Les listes sont rendues officielles avec suffisamment de temps pour que le dépôt règlementaire des imprimés se fassent avec soin et sans appréhension particulière.
Le second tour, en revanche, est une grande source d’anxiété. Il s’agit pour chaque liste de réaliser 475 391 bulletins de vote et 226 891 professions de foi (soit 702 282 documents au format A4 pour l’élection de 2010) en une seule nuit.
En effet, passé le vote du 1er tour le dimanche, les listes se recomposent le lundi et ne deviennent officielles que le mardi à 18h, heure limite du
dépôt des listes.
En réalité, c’est vers 21h compte tenu du temps de validation par les services de la préfecture du bon à tiré, que le travail d’impression peut démarrer.
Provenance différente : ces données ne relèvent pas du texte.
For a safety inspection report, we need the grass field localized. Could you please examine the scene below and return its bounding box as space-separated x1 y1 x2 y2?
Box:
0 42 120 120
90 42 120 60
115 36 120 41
En quoi la situation est-elle particulière en Corse ?
– il n’y a pas de dépôt de papier dans l’île et les livraisons se font dans la semaine (contre 24h sur le continent). Ce qui oblige à des risques périlleux pour l’entreprise compte tenu de la quantité considérable de papier à faire rentrer (à peu près 8 palettes par liste), avant les résultats de premier tour, sans avoir l’assurance d’être sollicité par un candidat au second.
– Nous sommes face à des petites entreprises qui n’ont pas la possibilité de constituer des équipes de travail en 3/8, règle en la matière (8h en
matinée, 8h en soirée, 8h durant la nuit).
On procède donc par heures supplémentaires. Or l’augmentation du coût de la fabrication des imprimés du second tour fixée à 10% par l’État est
beaucoup trop faible. D’autant que s’ajoute la journée du lendemain chômée entièrement, puisque les salariés ont travaillé la nuit.
Les commissions paritaires qui auparavant se tenaient régulièrement pour en débattre ont été supprimées par le gouvernement. Donc impossible de négocier.
– Aucune imprimerie de labeur en Corse ne possède de presse rotative qui est la presse idoine pour ce type de travaux (gros débit, massicot en sortie qui allège le travail de coupe).
Pour répondre à la demande dans le temps imparti, l’imprimeur corse mobilise toutes ses machines, soumises à des cadences infernales. La défaillance de l’une d’elles est possible et il n’existe aucun professionnel indépendant en maintenance de matériel in situ capable d’intervenir lors de cette fameuse nuit.
– Enfin passé tous ces obstacles, reste à livrer les documents… le mercredi, à midi tapant sous peine de rejet de la liste.
Compte tenu de la responsabilité et des conséquences, cette tâche échoit donc à l’imprimeur, d’autant que l’État en multipliant, selon ses convenances, les points de livraison dans ses préfectures et sous-préfectures a réduit de plusieurs heures la fameuse nuit de
fabrication.
Pour assurer dans le délai imparti le port des documents, l’imprimeur doit louer des camions répondant aux exigences de l’État (munis de hayons élévateurs pour le déchargement). Tout ceci, après des heures de travail de nuit, avec une météo incertaine et l’angoisse des délais à tenir.
Monsieur le président, les imprimeurs ne réclament pas de subvention, mais de la compréhension. Ils vous interpellent sur les conséquences d’une situation qui est aujourd’hui limite.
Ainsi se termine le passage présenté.